Второй раз ее вызвали – она опять столбом в дверях и нас ровно не видит.
На третий мы уже ополчились. «Ну! Сколько будешь подписывать?» – накинулся председатель. «Нисколько». – «Как так?! Лукерья – и та подписалась! – уколол секретарь. – А у нее и коровы нет». – «У нее и детей нет». – «Девчата у тебя уже помощницы». – «За столом», – пререкалась Таисия. «Последний раз спрашиваю: на сколько подписываешься? – с угрозой смотрел на худущую колхозницу председатель и сжимал небритые костистые скулы до желваков. – Все подписались! Ты одна осталась!» – «Не все!» – «Учти, – погрозил желтым прокуренным пальцем председатель, – летом косить не дам. Тогда за мной побегаешь!» – «Нет у меня денег! – сорвалась на крик Таисия. – Нет!!! Где я их возьму?!» – «А где другие берут?! – вмешался секретарь. – Там и ты бери!» – «Нет у меня денег! – подскочила она к столу – и ну хлестать по столешнице сухими, как хворостины, руками, даже чернильница из толстого стекла заплясала. – Негде мне взять!» – и в рев. «Корова доится? Накопишь творожка! Собьешь маслица! И в Череповец вместе с бабами на саночках! Так и будешь гасить! А как все-то? Народное хозяйство надо восстанавливать!
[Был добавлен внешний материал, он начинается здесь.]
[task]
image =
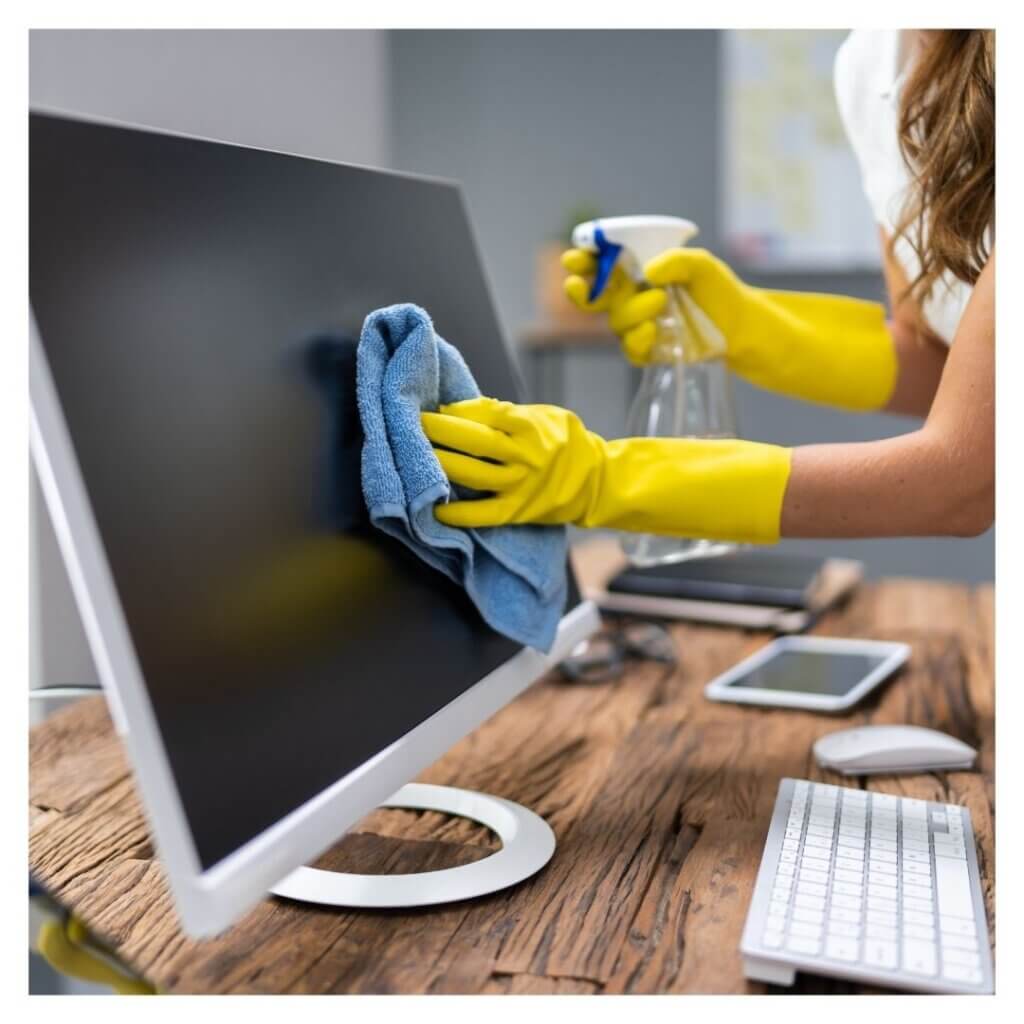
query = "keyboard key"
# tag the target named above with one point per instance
(808, 875)
(919, 957)
(811, 888)
(841, 947)
(844, 913)
(918, 918)
(805, 930)
(879, 952)
(952, 886)
(848, 928)
(879, 881)
(914, 903)
(956, 926)
(816, 859)
(955, 972)
(815, 902)
(848, 888)
(799, 944)
(807, 915)
(850, 902)
(966, 957)
(882, 918)
(922, 889)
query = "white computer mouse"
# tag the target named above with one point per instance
(871, 750)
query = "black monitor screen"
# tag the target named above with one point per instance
(199, 306)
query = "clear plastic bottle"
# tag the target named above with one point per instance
(685, 391)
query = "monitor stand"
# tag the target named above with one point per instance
(527, 844)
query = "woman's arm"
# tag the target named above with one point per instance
(937, 480)
(920, 354)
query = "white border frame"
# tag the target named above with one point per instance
(894, 656)
(208, 901)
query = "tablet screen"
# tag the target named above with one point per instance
(817, 673)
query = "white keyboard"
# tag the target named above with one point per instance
(868, 887)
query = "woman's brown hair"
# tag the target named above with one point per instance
(947, 136)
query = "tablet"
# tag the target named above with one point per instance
(813, 673)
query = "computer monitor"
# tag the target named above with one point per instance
(276, 666)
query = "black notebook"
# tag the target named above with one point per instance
(772, 579)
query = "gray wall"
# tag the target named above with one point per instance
(535, 122)
(320, 93)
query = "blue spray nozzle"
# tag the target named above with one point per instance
(607, 253)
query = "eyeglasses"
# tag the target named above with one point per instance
(603, 655)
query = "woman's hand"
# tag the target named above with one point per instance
(539, 462)
(541, 465)
(827, 348)
(632, 313)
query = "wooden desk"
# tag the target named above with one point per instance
(659, 800)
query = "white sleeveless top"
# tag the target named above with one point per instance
(869, 72)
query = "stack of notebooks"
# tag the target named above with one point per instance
(751, 588)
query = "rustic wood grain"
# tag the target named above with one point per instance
(659, 800)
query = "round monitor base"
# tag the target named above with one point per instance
(527, 844)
Или ты против политики партии?» – наседал опытный председатель. «Нет!!!» – «Тогда подписывай!!!» – «Не буду!!! – завопила Таисия. – Мне детей кормить нечем!!!» – и начала молотить жилистыми руками по столу. «Нечем?! – вскочил секретарь совета. – А сто двадцать ведер картошки – это тебе что?! Не еда?!» – «Откуда взял?! Сто восемь! – в запале вскрикнула Таисия. – Не буду подписывать!!!» – «Будешь!!! – приподнялся председатель. – Говори, сколько!» – «Нисколько!» – вскочила с лавки уставшая женщина, как пьяная, и заметалась взглядом по углам, вроде выход искала. «Смотри, Таисия! – указал желтым пальцем в потолок председатель. – Хуже себе делаешь!» – «Себе не сделай!» – метнула злой взгляд колхозница и с ревом загремела по расшатанным ступенькам сельсовета. Долго она ходила, плакала.